Juliet Holwill had clearly come to trust her fellow UC Berkeley engineering grad student and fellow Aussie Ben Rubinstein, because one sunny September day in 2006 she let him pick her up in a car, blindfold her, and drive her off to an unknown destination.
It wasn’t very far — only about 10 blocks north of campus. When the blindfold came off, she found herself in the city of Berkeley’s municipal Rose Garden, a Depression-era construction project laid out like an amphitheater with stone-walled terraces. Its main promenade is marked by a semicircular redwood pergola, beneath which Ben had set up an intimate table for two with white linen, tall glasses, effervescent liquids, and roses of the deepest red (from a florist, not bootlegged from the garden).
Before they were done toasting the occasion, Ben had popped the traditional question, and Juliet had accepted. Their celebratory engagement weekend included a stay high up in San Francisco’s historic Mark Hopkins Hotel on Nob Hill. And more roses.
They were married in June of 2007, in Melbourne, where both were raised. They first encountered each other while they were still in high school, during the first days of the 1998 National Youth Science Forum in Canberra. Their attraction was immediate and mutual, but there was a hesitation-waltz aspect to its expression (“Little did we know that our feelings for one another were reciprocated.”).
Juliet thought Ben was “really entertaining and unique.” Ben, although they “hit it off” right away and he “thought that Juliet was very cute,” could not quite believe that she liked him — “so six months passed before I asked her out on a date” (despite the “tireless prodding” of friends). But they did see each other a few times and discovered “many passions we had in common,” such as classical music (she on violin and piano, he on viola and piano), amateur physics, and Star Trek.

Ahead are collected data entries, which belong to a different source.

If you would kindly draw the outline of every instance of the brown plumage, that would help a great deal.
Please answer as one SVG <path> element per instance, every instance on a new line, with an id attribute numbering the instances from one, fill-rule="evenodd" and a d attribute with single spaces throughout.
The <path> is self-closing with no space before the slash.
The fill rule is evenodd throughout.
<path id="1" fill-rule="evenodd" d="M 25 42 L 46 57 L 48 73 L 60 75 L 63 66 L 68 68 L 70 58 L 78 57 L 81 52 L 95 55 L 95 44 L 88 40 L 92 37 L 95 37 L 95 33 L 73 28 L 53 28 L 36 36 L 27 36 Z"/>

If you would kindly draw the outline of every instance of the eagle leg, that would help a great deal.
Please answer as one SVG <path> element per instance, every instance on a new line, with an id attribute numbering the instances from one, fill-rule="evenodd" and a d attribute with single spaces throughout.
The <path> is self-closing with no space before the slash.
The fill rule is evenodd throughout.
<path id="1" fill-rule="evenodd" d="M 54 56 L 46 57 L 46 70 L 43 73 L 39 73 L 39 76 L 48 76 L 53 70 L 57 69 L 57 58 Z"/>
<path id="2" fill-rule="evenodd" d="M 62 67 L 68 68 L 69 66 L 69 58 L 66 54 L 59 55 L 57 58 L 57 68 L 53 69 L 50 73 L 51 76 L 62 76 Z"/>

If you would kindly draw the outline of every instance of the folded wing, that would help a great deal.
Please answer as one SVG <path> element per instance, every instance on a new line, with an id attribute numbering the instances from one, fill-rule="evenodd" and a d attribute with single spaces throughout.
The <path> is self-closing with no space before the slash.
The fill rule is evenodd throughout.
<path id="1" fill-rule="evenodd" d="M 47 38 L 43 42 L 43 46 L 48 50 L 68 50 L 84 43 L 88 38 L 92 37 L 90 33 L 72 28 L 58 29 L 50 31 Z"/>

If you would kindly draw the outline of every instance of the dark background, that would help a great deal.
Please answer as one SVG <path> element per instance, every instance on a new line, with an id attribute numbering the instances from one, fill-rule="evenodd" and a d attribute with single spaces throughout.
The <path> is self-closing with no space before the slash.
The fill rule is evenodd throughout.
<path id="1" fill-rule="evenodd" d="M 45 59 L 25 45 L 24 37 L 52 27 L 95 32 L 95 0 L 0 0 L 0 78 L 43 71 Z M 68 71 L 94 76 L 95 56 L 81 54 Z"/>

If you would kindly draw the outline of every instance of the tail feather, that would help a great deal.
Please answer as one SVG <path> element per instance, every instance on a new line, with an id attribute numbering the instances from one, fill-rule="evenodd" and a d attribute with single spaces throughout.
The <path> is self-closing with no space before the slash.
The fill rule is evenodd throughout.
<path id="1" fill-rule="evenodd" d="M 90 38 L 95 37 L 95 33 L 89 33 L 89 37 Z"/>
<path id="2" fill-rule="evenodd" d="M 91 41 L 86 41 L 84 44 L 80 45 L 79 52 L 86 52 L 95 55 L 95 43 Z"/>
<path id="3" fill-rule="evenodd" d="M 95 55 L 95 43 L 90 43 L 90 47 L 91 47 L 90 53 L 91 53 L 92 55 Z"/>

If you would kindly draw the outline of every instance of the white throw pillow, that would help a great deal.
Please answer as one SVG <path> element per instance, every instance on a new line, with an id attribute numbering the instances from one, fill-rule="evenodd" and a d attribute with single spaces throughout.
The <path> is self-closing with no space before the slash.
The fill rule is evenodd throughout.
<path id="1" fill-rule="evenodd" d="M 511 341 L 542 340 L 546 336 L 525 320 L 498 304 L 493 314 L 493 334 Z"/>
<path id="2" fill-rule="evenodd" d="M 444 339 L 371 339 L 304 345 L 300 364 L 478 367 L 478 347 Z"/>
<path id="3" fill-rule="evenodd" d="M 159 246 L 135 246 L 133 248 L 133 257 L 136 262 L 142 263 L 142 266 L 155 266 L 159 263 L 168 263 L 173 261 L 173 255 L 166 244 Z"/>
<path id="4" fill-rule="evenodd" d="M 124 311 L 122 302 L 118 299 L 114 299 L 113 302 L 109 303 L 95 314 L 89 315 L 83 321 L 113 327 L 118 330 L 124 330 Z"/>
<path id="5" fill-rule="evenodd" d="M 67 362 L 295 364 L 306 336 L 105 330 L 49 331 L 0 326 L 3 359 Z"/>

In 1999, they both enrolled at the University of Melbourne, seeking science and engineering degrees. Despite some intervals apart for internships and two exchanges, their bond “only grew stronger.” By 2003, they were applying to doctoral programs in the U.S., and in August of 2004 — having been accepted by Berkeley’s Electrical Engineering and Computer Sciences department — they were here in town and “awestruck” by this sun-drenched place where people sat in cafes doing academic work, “looked so happy and relaxed,” and spoke so many different languages. In six years, far from awe, they reached the state of “feeling very comfortable in knocking on any professor’s door to talk about research.” For the technically-minded, Juliet’s research has centered on pattern matching for advanced lithographic technologies, while Ben’s has been in machine learning, statistics, and security (including ways of enhancing privacy).

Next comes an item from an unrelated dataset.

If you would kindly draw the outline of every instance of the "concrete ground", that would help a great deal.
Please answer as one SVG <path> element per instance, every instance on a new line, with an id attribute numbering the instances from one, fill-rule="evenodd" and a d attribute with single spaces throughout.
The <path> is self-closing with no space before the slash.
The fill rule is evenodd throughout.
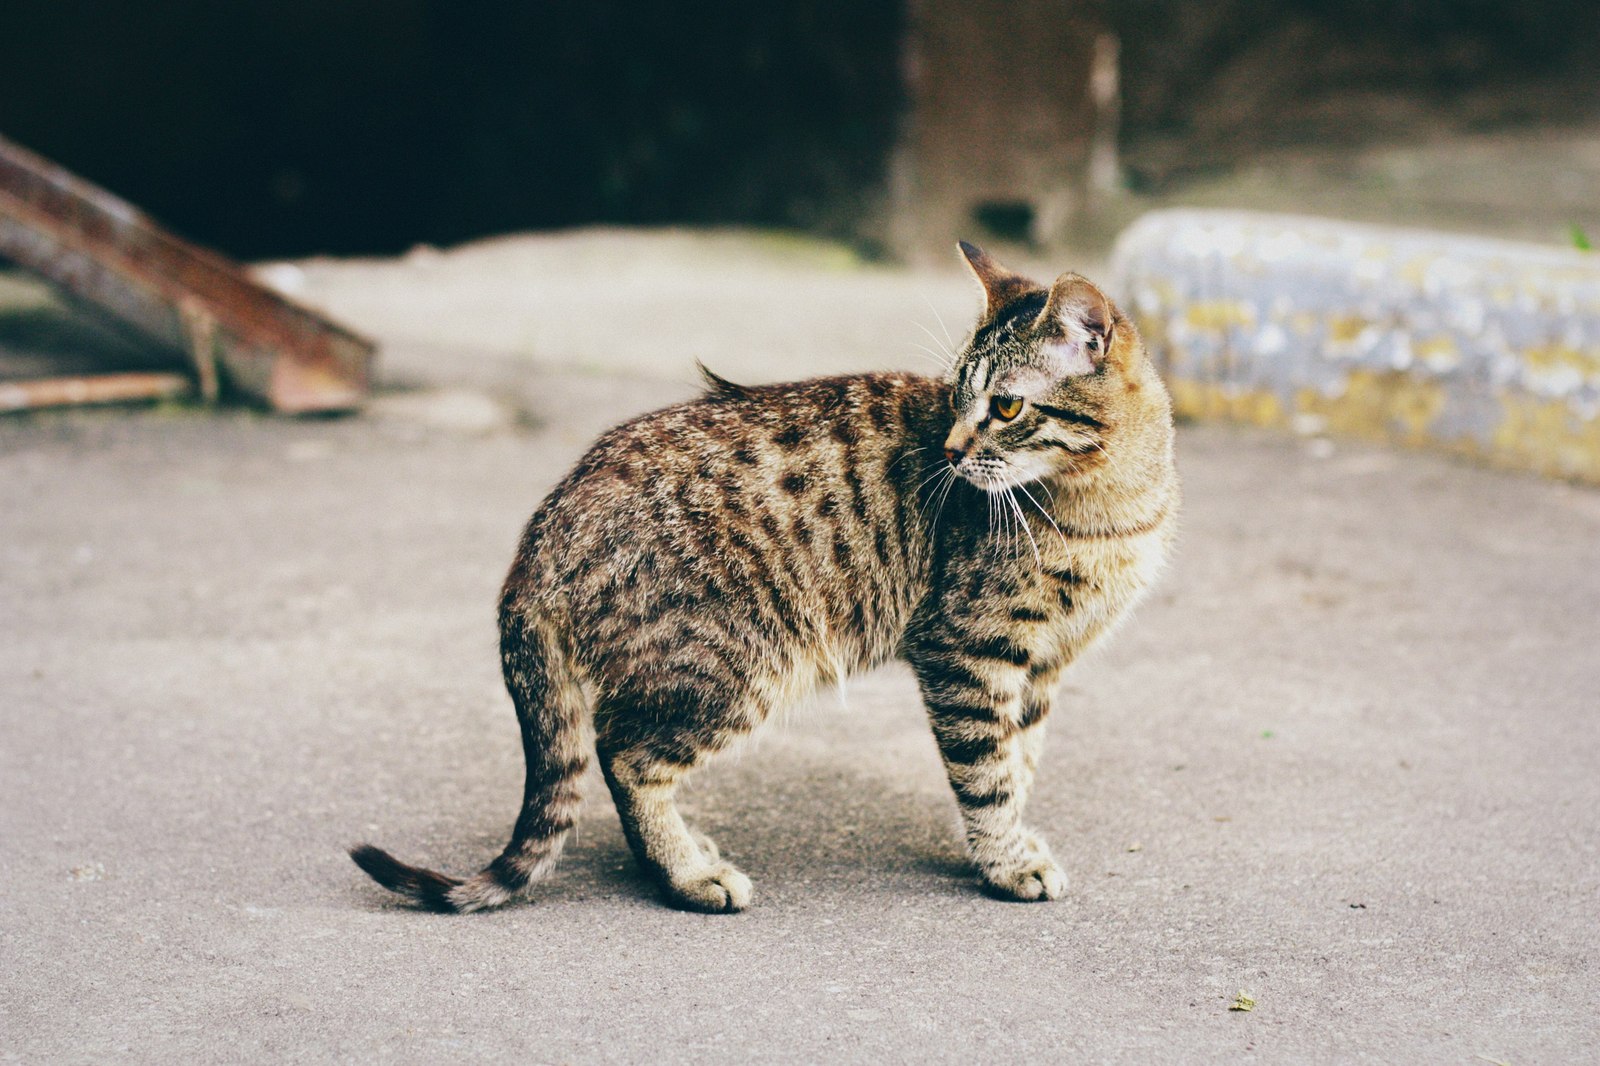
<path id="1" fill-rule="evenodd" d="M 533 902 L 439 917 L 343 849 L 504 842 L 493 603 L 586 442 L 692 355 L 917 365 L 974 296 L 671 234 L 277 280 L 410 391 L 0 419 L 0 1060 L 1600 1056 L 1600 493 L 1185 427 L 1179 557 L 1031 805 L 1065 900 L 976 890 L 888 669 L 693 782 L 751 911 L 658 904 L 591 781 Z"/>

Of late, they’ve been on the job market, with Ben’s search being somewhat more intense than Juliet’s for a very down-to-earth reason: they weren’t alone in crossing that Greek Theatre stage. Along for the ride was a new Rubinstein, due in September. (You couldn’t tell Juliet was pregnant in her academic gown, but in that garb the whole class could have been pregnant and no one would have known.)

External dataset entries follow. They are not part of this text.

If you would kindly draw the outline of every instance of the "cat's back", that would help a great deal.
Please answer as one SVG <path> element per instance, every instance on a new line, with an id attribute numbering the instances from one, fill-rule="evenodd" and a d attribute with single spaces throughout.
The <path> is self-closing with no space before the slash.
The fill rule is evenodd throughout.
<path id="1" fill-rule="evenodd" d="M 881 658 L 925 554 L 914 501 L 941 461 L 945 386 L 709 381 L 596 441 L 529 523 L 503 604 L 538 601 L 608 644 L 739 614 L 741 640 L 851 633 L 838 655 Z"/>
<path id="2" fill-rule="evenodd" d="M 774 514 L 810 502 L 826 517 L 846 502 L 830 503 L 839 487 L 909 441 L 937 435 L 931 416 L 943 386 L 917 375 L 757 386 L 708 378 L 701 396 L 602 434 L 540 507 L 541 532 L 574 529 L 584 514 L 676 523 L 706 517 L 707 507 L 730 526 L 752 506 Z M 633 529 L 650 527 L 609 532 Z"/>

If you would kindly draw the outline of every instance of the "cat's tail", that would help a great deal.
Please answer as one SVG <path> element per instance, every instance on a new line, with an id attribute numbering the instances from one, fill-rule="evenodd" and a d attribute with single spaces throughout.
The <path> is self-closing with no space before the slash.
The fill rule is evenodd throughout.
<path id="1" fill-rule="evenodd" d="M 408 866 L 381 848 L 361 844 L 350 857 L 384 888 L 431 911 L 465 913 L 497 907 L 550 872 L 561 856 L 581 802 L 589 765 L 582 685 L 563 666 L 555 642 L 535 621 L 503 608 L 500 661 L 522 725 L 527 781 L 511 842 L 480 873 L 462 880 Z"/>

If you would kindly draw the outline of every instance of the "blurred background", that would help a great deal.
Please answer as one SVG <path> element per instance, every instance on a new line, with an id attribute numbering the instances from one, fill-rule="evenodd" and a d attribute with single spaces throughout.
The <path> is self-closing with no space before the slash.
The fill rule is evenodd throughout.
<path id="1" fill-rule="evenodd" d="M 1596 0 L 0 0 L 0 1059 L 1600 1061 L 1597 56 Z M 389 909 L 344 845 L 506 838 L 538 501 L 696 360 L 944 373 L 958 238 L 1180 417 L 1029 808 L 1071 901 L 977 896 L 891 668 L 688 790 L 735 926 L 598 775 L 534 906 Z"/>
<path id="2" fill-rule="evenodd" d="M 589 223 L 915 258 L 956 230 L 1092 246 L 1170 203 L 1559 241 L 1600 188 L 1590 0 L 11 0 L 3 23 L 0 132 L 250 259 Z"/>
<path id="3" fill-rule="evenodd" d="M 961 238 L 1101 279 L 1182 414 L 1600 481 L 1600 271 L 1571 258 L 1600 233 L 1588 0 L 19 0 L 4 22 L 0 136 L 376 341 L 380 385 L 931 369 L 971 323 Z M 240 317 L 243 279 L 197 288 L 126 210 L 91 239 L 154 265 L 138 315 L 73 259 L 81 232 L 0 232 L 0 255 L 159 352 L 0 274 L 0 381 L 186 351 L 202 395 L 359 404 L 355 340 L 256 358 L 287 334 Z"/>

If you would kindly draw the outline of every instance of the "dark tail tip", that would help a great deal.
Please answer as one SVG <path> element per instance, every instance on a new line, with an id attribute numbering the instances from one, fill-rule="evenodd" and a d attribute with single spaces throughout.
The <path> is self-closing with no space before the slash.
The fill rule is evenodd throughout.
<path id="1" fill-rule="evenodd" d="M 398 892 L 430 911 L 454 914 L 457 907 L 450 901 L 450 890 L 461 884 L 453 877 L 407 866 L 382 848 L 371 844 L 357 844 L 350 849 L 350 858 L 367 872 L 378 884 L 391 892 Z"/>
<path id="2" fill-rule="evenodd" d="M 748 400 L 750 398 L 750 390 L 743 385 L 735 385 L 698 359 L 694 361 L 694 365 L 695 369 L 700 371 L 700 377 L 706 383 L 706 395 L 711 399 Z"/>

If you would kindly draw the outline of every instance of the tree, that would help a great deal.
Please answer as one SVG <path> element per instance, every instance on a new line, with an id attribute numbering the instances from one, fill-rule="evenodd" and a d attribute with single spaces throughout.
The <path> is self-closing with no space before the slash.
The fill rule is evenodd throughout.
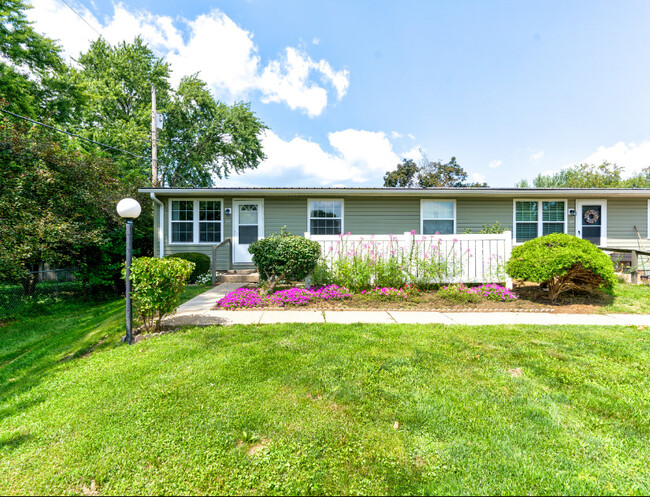
<path id="1" fill-rule="evenodd" d="M 22 0 L 0 4 L 0 100 L 20 115 L 72 122 L 86 99 L 78 74 L 59 46 L 34 30 L 28 8 Z"/>
<path id="2" fill-rule="evenodd" d="M 162 184 L 209 187 L 215 177 L 255 168 L 264 159 L 259 137 L 266 126 L 248 104 L 216 101 L 196 75 L 182 78 L 174 90 L 169 65 L 141 38 L 116 47 L 97 40 L 79 63 L 92 97 L 82 131 L 143 157 L 151 154 L 151 85 L 156 87 L 157 111 L 166 117 L 158 145 Z M 149 160 L 111 156 L 123 175 L 149 182 Z"/>
<path id="3" fill-rule="evenodd" d="M 41 263 L 76 265 L 118 223 L 111 163 L 51 133 L 0 120 L 0 274 L 21 279 L 27 294 Z"/>
<path id="4" fill-rule="evenodd" d="M 412 159 L 403 159 L 395 171 L 384 175 L 384 186 L 390 188 L 412 188 L 416 185 L 419 166 Z"/>
<path id="5" fill-rule="evenodd" d="M 639 174 L 623 179 L 624 169 L 611 162 L 602 164 L 579 164 L 557 173 L 538 174 L 533 179 L 533 188 L 648 188 L 650 187 L 650 167 Z M 523 179 L 515 183 L 515 188 L 530 188 Z"/>
<path id="6" fill-rule="evenodd" d="M 250 106 L 216 101 L 196 75 L 181 80 L 165 115 L 162 184 L 209 187 L 213 177 L 255 168 L 265 158 L 258 136 L 267 128 Z"/>
<path id="7" fill-rule="evenodd" d="M 419 164 L 411 159 L 404 159 L 397 165 L 395 171 L 384 175 L 384 186 L 393 188 L 459 188 L 487 187 L 486 183 L 467 183 L 467 172 L 452 157 L 449 162 L 430 160 L 420 151 L 422 158 Z"/>

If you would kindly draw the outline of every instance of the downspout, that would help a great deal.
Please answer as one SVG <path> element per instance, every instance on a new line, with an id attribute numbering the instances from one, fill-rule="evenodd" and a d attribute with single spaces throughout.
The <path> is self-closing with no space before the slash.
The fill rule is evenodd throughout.
<path id="1" fill-rule="evenodd" d="M 160 249 L 158 250 L 158 257 L 162 259 L 165 257 L 165 204 L 156 198 L 156 194 L 154 192 L 150 192 L 149 195 L 151 196 L 151 200 L 156 202 L 160 207 L 160 222 L 158 223 L 160 228 Z"/>

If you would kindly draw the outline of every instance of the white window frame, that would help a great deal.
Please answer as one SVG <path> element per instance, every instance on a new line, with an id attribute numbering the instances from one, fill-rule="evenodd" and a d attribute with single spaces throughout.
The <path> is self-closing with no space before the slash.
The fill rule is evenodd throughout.
<path id="1" fill-rule="evenodd" d="M 191 242 L 173 242 L 172 241 L 172 202 L 178 201 L 190 201 L 192 202 L 192 241 Z M 221 233 L 219 239 L 223 242 L 223 225 L 224 225 L 224 214 L 223 214 L 223 199 L 222 198 L 170 198 L 167 203 L 167 212 L 169 212 L 169 219 L 167 221 L 167 226 L 169 229 L 169 244 L 170 245 L 217 245 L 221 242 L 199 242 L 199 202 L 220 202 L 221 206 Z M 211 221 L 208 221 L 211 222 Z"/>
<path id="2" fill-rule="evenodd" d="M 564 231 L 569 232 L 569 201 L 565 198 L 516 198 L 512 200 L 512 243 L 521 245 L 525 242 L 517 242 L 517 202 L 537 202 L 537 236 L 539 238 L 544 233 L 544 207 L 543 202 L 564 202 Z M 522 221 L 524 222 L 524 221 Z M 546 221 L 547 223 L 557 223 L 558 221 Z"/>
<path id="3" fill-rule="evenodd" d="M 341 202 L 341 234 L 345 233 L 345 201 L 342 198 L 308 198 L 307 199 L 307 233 L 313 235 L 311 232 L 311 220 L 312 219 L 338 219 L 338 217 L 311 217 L 311 203 L 312 202 Z M 315 235 L 322 236 L 322 235 Z M 335 235 L 338 236 L 338 235 Z"/>
<path id="4" fill-rule="evenodd" d="M 426 218 L 424 219 L 424 203 L 425 202 L 451 202 L 454 204 L 454 217 L 453 218 Z M 420 234 L 424 234 L 424 221 L 453 221 L 454 222 L 454 232 L 451 233 L 455 235 L 458 232 L 458 223 L 456 222 L 457 210 L 456 210 L 456 199 L 455 198 L 421 198 L 420 199 Z"/>
<path id="5" fill-rule="evenodd" d="M 648 225 L 646 226 L 647 232 L 646 232 L 646 238 L 650 240 L 650 198 L 648 199 L 648 210 L 646 211 L 648 214 Z"/>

Maybe we shouldn’t be remotely surprised — after all, this is Berkeley, where even Arnold Schwartzenegger got pregnant.
Last-minute employment update: Ben has landed a job a job at Microsoft Research in Mountain View, where he’ll be starting in late June.
(The Rubinsteins’ proposal-playlet isn’t the first time a Berkeley engineering swain has made the rest of us mere guys look like plodding louts. In the same season in 2004, also in the Greek Theatre, computer science student Yen-Yang “Mike” Chen strode with other engineering graduates receiving their Ph.D.s, suddenly went down on one knee, and held up a previously-invisible sign he had stashed under his academic gown. It implored, for all the world to see, “MARRY ME, Jackey!!” His intended, an engineering alumna of the Class of 2001 named Ling-Chih “Jackey” Wang, — after a long suspenseful pause — came out of the audience and tearfully said yes.)